Definitely not, this is a complete misinterpretation of facts. With an average consumption of 24.7kg of seafood per person per year Australia’s need for seafood cannot even closely be stimulated with local production – even if we would stop exporting. With a projected population growth between 30.9 and 42.5 million (that is almost double of today’s number) by 2056, the deficit will dramatically increase.
At the same time, sustainable and proper managed fisheries can only provide a certain limit of fish and seafood, which has already been reached. Also aquaculture has its implications: land-based operations are extremely water demanding and do not make much sense in a country that already has water stress, which will further increase with climate change. Besides, high labour costs do not really favour large-scale seafood farming in Australia.

What is more, the point is not – as Senator Boswell and other people claim – the lack of legislation and sustainability efforts in other countries.
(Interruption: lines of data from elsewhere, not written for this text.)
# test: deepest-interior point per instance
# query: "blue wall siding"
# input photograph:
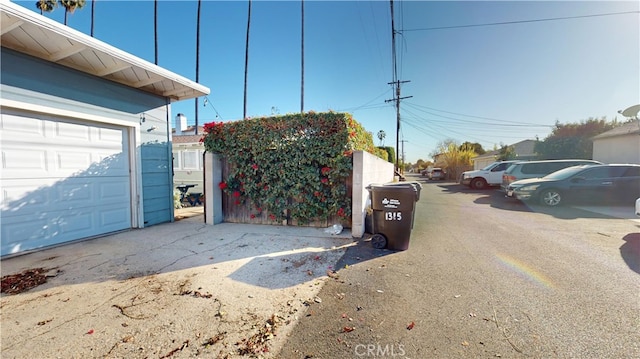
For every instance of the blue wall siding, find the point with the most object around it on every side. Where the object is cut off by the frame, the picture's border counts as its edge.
(32, 80)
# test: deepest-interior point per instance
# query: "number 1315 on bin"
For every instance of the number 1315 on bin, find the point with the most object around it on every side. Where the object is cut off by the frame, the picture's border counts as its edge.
(393, 216)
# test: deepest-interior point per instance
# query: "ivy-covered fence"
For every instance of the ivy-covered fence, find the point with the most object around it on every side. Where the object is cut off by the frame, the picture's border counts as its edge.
(293, 168)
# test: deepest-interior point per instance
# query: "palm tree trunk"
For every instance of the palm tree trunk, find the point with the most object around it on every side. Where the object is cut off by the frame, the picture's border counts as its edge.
(155, 30)
(302, 60)
(93, 4)
(246, 61)
(197, 59)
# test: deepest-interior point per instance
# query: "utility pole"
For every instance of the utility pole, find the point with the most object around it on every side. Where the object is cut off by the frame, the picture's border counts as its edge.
(396, 83)
(403, 141)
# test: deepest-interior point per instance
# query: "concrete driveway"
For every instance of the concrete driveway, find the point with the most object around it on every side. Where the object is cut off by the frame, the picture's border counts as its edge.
(176, 290)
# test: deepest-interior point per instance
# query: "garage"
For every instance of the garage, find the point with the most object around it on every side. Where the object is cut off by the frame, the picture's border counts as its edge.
(62, 180)
(85, 135)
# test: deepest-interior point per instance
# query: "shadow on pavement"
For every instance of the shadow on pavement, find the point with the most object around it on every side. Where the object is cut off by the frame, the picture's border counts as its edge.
(630, 251)
(362, 251)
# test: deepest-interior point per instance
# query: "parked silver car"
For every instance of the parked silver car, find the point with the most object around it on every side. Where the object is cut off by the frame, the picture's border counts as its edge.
(536, 169)
(599, 184)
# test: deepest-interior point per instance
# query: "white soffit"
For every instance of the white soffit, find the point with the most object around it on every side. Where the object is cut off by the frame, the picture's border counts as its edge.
(30, 33)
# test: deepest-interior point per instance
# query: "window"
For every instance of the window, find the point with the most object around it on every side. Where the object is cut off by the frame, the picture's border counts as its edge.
(190, 160)
(177, 161)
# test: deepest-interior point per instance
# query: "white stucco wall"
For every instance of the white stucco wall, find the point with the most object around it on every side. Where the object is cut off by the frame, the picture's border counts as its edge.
(367, 169)
(618, 149)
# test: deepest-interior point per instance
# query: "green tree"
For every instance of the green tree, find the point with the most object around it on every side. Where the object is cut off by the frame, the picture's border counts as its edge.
(507, 153)
(573, 140)
(46, 5)
(453, 157)
(477, 148)
(381, 136)
(70, 6)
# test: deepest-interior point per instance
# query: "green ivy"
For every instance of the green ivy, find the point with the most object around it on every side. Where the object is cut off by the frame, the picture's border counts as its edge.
(296, 164)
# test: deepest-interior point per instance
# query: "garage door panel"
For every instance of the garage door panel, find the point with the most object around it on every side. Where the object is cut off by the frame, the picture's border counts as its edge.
(26, 126)
(61, 181)
(23, 194)
(72, 162)
(16, 161)
(72, 131)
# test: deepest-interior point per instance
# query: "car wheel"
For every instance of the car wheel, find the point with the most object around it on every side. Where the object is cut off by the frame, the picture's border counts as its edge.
(378, 241)
(551, 198)
(478, 183)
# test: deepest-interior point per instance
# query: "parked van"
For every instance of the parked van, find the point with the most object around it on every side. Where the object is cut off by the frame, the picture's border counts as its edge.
(536, 169)
(491, 175)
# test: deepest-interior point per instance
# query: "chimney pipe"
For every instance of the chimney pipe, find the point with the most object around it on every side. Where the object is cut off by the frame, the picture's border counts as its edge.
(181, 124)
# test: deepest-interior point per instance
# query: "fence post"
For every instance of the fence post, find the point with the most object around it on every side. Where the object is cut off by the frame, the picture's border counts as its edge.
(213, 193)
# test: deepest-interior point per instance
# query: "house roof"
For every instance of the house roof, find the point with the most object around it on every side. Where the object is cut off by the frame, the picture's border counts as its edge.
(523, 149)
(187, 138)
(30, 33)
(629, 128)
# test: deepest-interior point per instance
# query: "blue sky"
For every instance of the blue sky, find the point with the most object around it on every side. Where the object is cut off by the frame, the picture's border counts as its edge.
(469, 80)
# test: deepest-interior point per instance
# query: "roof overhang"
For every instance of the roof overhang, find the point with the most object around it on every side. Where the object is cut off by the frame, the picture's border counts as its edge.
(27, 32)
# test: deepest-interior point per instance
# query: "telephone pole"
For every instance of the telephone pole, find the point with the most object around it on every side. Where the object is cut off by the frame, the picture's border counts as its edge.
(396, 83)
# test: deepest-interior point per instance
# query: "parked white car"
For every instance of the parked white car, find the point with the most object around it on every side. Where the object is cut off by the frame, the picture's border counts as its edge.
(491, 175)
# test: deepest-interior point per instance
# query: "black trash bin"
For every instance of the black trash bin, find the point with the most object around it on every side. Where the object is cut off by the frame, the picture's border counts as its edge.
(393, 208)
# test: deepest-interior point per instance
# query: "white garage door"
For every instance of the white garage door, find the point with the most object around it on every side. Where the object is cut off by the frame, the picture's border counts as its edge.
(61, 181)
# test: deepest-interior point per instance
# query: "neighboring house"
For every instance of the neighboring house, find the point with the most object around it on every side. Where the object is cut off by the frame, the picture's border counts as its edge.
(618, 145)
(188, 154)
(524, 151)
(84, 134)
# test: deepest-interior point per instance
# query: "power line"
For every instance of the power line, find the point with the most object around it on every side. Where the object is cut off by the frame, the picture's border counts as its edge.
(522, 21)
(504, 123)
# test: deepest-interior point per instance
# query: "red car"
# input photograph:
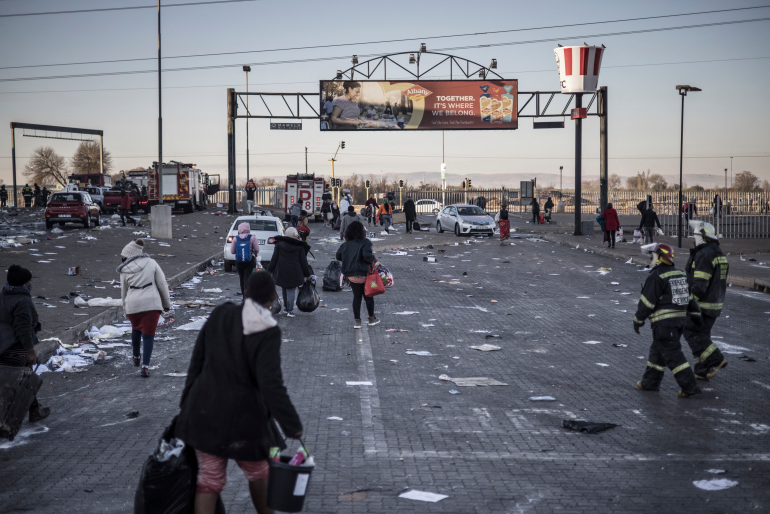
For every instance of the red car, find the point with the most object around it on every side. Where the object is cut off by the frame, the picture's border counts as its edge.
(71, 207)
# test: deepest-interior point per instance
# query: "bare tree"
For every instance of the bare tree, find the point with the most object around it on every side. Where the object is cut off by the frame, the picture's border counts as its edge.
(46, 167)
(86, 159)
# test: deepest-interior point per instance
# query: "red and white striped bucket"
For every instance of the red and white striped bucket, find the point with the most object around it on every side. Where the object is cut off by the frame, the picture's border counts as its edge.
(579, 68)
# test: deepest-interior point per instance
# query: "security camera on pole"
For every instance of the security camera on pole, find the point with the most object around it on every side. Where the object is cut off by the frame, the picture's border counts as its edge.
(579, 73)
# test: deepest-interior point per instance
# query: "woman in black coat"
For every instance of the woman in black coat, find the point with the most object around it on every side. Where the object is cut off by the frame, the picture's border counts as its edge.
(233, 390)
(356, 258)
(289, 266)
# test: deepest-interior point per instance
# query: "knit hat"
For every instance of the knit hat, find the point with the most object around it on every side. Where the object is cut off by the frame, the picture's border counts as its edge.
(135, 247)
(18, 276)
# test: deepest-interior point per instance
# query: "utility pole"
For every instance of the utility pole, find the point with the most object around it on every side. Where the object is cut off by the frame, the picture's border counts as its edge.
(160, 122)
(578, 168)
(247, 69)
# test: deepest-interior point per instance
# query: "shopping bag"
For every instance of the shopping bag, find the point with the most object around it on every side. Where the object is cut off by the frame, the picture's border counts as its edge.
(308, 298)
(374, 285)
(332, 277)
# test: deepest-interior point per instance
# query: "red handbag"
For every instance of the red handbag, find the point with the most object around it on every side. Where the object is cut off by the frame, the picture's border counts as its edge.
(374, 285)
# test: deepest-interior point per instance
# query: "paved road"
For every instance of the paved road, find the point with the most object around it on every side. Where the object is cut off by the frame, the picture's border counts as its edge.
(490, 449)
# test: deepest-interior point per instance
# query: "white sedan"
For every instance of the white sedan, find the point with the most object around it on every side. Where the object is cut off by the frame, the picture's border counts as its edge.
(428, 206)
(263, 227)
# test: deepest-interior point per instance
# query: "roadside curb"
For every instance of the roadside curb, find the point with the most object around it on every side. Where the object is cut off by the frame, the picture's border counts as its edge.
(71, 335)
(751, 283)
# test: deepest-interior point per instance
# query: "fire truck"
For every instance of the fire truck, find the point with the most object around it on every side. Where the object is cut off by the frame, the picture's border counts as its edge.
(309, 189)
(182, 185)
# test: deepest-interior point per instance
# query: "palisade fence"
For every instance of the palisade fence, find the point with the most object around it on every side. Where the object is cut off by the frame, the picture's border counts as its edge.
(742, 215)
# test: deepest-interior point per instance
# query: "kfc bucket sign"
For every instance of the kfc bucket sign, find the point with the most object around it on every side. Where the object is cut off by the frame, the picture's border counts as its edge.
(579, 68)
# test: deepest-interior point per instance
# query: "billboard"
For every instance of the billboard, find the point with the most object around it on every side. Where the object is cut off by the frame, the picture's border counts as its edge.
(419, 105)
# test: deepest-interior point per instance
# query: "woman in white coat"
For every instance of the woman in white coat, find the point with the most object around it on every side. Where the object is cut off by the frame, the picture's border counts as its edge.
(144, 291)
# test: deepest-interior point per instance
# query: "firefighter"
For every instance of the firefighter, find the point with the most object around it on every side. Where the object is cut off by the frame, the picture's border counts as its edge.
(707, 276)
(27, 194)
(666, 301)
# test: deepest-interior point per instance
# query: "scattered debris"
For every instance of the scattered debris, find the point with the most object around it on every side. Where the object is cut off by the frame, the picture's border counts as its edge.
(587, 427)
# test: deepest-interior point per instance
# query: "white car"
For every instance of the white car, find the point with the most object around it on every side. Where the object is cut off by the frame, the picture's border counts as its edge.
(465, 220)
(263, 227)
(428, 206)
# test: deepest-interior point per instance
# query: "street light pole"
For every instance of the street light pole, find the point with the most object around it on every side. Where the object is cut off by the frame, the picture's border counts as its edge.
(247, 69)
(682, 92)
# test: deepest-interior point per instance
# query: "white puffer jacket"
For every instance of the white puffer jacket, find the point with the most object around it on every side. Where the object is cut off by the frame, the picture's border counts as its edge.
(143, 285)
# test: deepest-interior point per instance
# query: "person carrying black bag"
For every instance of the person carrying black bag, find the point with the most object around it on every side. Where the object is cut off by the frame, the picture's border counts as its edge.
(234, 390)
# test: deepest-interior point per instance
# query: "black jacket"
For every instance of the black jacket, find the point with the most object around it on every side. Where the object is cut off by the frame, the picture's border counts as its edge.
(289, 263)
(234, 385)
(356, 256)
(707, 271)
(18, 318)
(410, 210)
(665, 298)
(649, 219)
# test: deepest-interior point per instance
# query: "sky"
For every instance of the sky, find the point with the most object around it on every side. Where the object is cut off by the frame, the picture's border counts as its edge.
(730, 117)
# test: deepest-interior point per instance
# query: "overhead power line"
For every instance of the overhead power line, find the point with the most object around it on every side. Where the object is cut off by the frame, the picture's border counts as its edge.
(426, 38)
(132, 8)
(549, 70)
(318, 59)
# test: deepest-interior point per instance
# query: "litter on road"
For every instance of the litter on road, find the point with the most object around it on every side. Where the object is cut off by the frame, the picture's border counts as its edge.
(423, 496)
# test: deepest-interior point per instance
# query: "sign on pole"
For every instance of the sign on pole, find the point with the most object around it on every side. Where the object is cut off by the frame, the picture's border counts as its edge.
(422, 105)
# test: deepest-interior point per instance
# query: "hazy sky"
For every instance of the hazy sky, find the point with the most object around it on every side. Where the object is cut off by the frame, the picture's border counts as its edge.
(731, 117)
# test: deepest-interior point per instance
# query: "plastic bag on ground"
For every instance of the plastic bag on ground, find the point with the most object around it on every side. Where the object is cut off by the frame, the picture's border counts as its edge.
(587, 427)
(308, 298)
(332, 277)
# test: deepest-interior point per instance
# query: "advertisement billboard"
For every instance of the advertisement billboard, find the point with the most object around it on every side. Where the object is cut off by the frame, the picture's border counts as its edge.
(419, 105)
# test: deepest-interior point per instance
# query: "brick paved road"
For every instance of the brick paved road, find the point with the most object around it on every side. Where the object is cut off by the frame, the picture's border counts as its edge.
(488, 448)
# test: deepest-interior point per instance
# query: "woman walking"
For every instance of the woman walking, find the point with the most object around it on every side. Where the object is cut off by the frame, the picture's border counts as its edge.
(504, 224)
(234, 387)
(144, 291)
(357, 260)
(611, 224)
(246, 250)
(289, 266)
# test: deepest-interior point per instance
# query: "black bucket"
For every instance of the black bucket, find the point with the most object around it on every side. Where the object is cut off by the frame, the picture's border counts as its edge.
(287, 485)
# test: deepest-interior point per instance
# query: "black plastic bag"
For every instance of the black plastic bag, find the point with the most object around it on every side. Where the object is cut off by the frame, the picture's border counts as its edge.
(308, 298)
(587, 427)
(167, 487)
(332, 277)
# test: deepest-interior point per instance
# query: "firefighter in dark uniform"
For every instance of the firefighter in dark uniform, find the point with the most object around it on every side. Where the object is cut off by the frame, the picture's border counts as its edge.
(667, 302)
(707, 276)
(27, 194)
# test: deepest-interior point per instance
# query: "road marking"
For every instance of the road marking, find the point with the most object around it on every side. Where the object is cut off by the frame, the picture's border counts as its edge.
(371, 414)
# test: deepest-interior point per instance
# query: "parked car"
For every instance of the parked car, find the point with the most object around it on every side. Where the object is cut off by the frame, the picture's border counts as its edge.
(264, 226)
(72, 207)
(465, 220)
(428, 206)
(97, 194)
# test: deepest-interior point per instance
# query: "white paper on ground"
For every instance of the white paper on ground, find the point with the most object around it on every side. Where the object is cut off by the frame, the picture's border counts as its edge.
(715, 484)
(422, 496)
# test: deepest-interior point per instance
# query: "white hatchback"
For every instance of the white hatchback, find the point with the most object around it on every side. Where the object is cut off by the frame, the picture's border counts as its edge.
(264, 228)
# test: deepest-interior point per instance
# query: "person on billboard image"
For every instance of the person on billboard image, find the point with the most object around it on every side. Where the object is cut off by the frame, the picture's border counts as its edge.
(346, 111)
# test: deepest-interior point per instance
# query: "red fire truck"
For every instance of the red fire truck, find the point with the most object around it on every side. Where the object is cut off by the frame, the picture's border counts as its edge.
(308, 189)
(182, 185)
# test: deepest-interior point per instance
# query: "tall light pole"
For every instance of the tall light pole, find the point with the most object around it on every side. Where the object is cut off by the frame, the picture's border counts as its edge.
(682, 92)
(247, 69)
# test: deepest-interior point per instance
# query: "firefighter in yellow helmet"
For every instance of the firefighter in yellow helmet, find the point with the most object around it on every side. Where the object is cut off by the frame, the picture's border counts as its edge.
(707, 275)
(667, 302)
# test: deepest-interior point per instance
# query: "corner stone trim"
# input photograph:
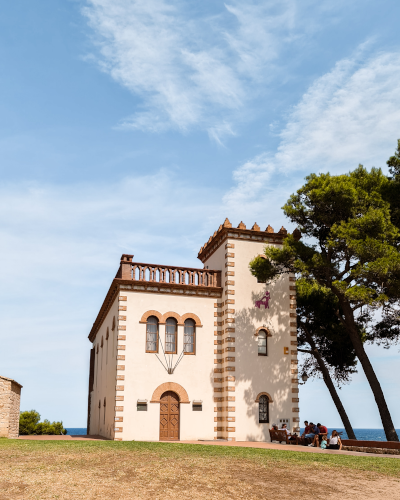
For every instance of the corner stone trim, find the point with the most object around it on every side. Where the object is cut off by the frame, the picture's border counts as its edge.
(170, 386)
(263, 394)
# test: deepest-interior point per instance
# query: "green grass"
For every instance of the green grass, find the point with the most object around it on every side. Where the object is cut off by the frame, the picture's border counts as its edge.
(284, 459)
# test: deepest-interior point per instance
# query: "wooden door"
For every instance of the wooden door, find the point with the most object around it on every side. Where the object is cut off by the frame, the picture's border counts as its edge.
(169, 417)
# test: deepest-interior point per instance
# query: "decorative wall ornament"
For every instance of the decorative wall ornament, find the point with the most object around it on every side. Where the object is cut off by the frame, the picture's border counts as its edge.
(264, 301)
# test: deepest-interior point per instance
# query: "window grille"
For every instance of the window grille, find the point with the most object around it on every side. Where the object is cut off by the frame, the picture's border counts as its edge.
(262, 343)
(197, 406)
(263, 410)
(141, 406)
(170, 336)
(152, 334)
(189, 337)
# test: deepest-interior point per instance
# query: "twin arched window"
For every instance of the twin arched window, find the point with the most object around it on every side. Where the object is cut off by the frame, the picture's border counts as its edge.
(171, 340)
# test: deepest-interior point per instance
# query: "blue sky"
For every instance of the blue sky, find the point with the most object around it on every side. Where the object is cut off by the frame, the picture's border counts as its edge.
(138, 126)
The point is that those responsible for sourcing of (sustainable) seafood, namely importers and retailers in Australia and other developed countries, do not respect the principles of a sustainable development and do not help other countries to protect their environment as well.

Many countries from which we eat our seafood have very strong environmental policies. The point is that while corruption in most of this countries is very high and people very poor, it is very difficult to enforce law and regulations. And the worst part of the story is that by importing the cheapest products with prices that are way under the market value and often even below production costs, retailers and importers in Western countries consciously and systematically contribute to a degradation of the environment and the exploitation of the poorest in those countries! It is them that are to blame and not the other countries for being slack.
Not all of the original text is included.